Fast forward to the picture on the right; it was taken on September long weekend this year. I’m standing on the top of Mt. Loki. I had just hiked for five hours through the most mentally challenging terrain that I had ever experienced. I had multiple times on the way up where I felt like crying, throwing up, and giving up. But I kept going and I was elated to make it to the top, with my spirit fully intact and light beaming in my eyes.
So how did I get here?
By conscious choice. With clear intention. Every. Single. Day.
I made the choice to get here. I deconstructed every aspect of myself, my life, and pretty much everything I had ever known or thought to be true.
Through all of that, I faced:
- Job loss
- Serious health issues
- Debilitating anxiety
- Loss of “forever” friendships and family relationships
- Loss of “prized” possessions
And even bigger than that, I faced myself. Not just myself, but my deepest shadows and traumas. I went through many dark nights of the soul. More than I can count.
I had to call myself out on my own bullshit. Wild impulsivity, binge drinking, risky promiscuity, and excessive marijuana use were some of the roots I needed to dig up and stare down.
I walked the path and I did the work. And I still do the work. Every. Damn.Day.
So no, I didn’t get to this place in my life by chance or luck. I had to work to get here. I had to choose to get here. I surely had moments where luck was on my side and spirit blessed me, and my gratitude for that is immense.
I remembered who I am, I learned how to live life on my terms, and I discovered what feels truly important to me.
It’s not all the riches in the world, or a clean house.
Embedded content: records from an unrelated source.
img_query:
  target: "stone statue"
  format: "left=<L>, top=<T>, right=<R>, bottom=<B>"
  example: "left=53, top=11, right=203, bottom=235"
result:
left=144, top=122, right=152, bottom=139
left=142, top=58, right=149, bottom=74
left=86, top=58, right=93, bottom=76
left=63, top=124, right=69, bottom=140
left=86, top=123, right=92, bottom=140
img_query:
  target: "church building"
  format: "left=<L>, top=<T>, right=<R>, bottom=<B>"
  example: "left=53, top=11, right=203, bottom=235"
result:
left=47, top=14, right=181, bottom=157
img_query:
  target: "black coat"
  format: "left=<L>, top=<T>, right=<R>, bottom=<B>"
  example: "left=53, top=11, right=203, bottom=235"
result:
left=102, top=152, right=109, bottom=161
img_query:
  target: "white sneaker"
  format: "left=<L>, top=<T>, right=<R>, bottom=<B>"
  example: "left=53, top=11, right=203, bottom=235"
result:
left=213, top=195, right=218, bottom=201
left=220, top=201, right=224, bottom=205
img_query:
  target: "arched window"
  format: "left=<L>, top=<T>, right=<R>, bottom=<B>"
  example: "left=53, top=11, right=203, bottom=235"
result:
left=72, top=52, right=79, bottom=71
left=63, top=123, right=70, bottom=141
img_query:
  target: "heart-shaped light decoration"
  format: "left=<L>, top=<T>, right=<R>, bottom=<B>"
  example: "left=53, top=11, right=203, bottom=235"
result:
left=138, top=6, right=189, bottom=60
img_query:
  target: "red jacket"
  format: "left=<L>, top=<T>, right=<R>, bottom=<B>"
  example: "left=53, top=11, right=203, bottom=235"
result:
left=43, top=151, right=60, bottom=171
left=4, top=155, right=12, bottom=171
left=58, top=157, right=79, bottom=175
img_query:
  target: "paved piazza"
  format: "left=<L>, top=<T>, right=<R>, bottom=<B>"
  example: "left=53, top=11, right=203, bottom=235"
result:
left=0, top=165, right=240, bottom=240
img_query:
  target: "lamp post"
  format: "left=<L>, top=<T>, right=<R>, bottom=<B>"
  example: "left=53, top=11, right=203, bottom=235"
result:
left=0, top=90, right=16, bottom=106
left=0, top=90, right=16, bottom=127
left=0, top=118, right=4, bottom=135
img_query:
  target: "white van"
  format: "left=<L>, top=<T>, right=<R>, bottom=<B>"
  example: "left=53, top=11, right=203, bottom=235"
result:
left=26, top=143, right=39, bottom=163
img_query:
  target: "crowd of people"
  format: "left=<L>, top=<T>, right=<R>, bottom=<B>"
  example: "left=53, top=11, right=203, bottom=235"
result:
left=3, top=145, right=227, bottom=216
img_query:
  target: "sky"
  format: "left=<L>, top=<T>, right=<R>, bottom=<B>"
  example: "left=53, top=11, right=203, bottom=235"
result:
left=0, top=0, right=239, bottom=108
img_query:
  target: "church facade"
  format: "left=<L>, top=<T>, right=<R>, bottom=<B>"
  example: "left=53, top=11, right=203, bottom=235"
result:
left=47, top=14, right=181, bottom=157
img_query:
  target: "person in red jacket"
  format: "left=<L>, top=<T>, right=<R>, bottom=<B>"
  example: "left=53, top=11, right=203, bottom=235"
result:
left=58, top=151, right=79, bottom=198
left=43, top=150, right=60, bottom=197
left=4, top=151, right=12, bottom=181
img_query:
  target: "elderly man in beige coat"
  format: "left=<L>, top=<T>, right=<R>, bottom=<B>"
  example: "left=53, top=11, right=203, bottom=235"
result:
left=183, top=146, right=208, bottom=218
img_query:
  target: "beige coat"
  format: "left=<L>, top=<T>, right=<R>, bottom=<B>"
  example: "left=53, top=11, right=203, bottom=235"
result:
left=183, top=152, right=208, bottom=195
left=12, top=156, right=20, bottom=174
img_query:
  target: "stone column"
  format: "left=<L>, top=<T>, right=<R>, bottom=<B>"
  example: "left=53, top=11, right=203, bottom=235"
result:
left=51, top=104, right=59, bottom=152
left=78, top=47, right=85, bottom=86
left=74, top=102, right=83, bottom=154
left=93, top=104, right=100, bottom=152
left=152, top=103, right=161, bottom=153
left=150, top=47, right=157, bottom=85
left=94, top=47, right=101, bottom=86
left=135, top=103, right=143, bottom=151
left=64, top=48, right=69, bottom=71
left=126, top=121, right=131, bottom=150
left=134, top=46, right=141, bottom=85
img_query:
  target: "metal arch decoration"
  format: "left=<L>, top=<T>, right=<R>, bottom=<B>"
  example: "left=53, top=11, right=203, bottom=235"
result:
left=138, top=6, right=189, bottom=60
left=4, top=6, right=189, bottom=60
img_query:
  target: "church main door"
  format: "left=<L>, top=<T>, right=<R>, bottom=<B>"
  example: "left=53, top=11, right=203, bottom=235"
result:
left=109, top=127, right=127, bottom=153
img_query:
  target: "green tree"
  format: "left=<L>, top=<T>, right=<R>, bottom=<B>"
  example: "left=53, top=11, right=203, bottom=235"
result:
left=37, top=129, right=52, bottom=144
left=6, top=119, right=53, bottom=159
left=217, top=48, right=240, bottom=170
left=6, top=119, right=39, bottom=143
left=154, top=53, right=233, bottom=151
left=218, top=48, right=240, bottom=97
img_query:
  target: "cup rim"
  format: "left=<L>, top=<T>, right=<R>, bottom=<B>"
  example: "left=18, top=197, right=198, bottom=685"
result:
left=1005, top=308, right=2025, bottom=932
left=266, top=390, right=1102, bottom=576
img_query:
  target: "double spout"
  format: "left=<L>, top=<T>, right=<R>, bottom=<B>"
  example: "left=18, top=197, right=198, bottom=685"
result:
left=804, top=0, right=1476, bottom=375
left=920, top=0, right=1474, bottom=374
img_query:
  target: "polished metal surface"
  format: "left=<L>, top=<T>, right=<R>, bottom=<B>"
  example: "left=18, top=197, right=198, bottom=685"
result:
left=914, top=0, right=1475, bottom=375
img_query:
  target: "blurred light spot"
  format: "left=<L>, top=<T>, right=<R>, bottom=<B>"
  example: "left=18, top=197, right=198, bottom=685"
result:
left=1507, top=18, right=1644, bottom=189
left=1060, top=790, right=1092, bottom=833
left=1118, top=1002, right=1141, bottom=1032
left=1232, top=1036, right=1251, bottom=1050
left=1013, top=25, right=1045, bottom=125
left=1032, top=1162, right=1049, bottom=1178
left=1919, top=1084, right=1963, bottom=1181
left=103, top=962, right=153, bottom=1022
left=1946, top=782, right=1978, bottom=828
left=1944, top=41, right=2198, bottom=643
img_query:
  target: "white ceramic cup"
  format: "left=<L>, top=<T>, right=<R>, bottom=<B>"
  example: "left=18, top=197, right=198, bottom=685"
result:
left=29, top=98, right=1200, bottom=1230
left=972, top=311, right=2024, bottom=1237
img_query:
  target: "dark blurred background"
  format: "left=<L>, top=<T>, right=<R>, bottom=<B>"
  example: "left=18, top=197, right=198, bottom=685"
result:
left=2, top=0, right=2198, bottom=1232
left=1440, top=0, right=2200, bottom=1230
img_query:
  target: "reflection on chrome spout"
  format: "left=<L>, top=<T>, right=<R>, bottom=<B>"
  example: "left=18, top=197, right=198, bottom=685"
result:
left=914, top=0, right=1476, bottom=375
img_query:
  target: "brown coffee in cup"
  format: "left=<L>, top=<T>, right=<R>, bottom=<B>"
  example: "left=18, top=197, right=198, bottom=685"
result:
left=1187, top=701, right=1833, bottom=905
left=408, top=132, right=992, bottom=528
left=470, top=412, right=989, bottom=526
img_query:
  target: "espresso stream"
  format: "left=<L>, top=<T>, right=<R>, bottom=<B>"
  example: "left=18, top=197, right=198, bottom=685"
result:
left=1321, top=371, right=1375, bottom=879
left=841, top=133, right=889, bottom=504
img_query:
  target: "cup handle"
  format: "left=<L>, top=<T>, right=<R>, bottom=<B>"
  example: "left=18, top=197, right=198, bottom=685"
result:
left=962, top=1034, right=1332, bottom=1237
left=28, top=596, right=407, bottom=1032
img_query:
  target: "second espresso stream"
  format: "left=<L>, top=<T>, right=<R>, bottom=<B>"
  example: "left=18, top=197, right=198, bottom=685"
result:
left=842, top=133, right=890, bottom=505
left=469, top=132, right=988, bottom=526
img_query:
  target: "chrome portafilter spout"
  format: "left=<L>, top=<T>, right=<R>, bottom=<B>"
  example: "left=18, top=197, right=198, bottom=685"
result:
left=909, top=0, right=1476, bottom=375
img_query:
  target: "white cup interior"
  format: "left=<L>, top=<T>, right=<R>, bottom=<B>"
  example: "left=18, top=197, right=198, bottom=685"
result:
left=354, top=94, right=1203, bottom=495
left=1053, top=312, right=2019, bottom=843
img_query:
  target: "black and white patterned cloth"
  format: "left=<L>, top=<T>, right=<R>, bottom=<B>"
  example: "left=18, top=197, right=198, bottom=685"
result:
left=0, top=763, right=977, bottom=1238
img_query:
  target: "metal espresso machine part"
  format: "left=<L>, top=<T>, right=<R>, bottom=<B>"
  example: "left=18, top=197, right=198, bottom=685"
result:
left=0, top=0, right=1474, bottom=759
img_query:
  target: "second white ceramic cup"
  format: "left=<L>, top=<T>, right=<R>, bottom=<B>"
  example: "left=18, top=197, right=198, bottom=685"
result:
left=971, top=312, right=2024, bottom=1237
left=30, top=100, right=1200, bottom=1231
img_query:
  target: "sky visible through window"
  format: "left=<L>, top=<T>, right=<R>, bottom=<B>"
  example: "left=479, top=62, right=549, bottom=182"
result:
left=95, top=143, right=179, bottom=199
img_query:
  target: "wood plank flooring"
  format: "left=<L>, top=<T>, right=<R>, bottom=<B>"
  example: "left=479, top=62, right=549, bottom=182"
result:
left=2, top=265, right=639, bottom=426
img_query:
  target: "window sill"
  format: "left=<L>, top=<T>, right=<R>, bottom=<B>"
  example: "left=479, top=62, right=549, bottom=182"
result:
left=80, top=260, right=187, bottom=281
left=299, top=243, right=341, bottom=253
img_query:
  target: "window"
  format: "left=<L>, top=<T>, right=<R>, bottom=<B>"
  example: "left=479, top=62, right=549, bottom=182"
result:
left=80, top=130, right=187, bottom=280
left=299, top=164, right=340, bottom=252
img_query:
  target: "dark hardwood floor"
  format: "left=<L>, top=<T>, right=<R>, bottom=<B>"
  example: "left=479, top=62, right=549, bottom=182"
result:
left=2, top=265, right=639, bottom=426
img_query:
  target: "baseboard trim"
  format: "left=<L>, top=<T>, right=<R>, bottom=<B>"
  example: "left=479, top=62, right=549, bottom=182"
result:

My bank account is not overflowing.
But my world is abundant.
My floors are often dirty and my laundry baskets ARE overflowing.
And so is my wild heart.
My life overflows with love, joy, and connection. Even in the hard times. Even when I’m overwhelmed and flooded with waves of grief, sadness, or anger. Even when I am confused or feel consumed by chaos.
My heart remains full, my soul is nourished, and I always know how to keep my love, joy, and connection intact.
Something that woman on the left completely lacked. Something that the woman on the right will never lose ever again.
When I share my journey, my stories, my tragedies and triumphs, it’s not coming from a place of “If I can do it, so can you.” That’s bullshit because only I can live me and only you can live you.
But in this process of sharing, maybe you can relate. Maybe you can find something to hold on to that makes your life a little easier or sheds a light on a possible path forward. Maybe I can be a beacon of light and provide a glimmer of hope in an all-too-often cold, hard world.
And sharing my story is a part of my own personal process as much as it is collective. An act of courage and vulnerability. An act of honesty and accountability. A marker for self-reflection.
Life is wild and hard and magical and amazing and everything in between. But in all the twists and turns and ups and downs, we must remember that we are always at choice. Always.
Sometimes those choices are difficult. Unbearable. Impossible.
But the choice is always there, and it’s yours.
And ultimately, choice is how we all get from here to there.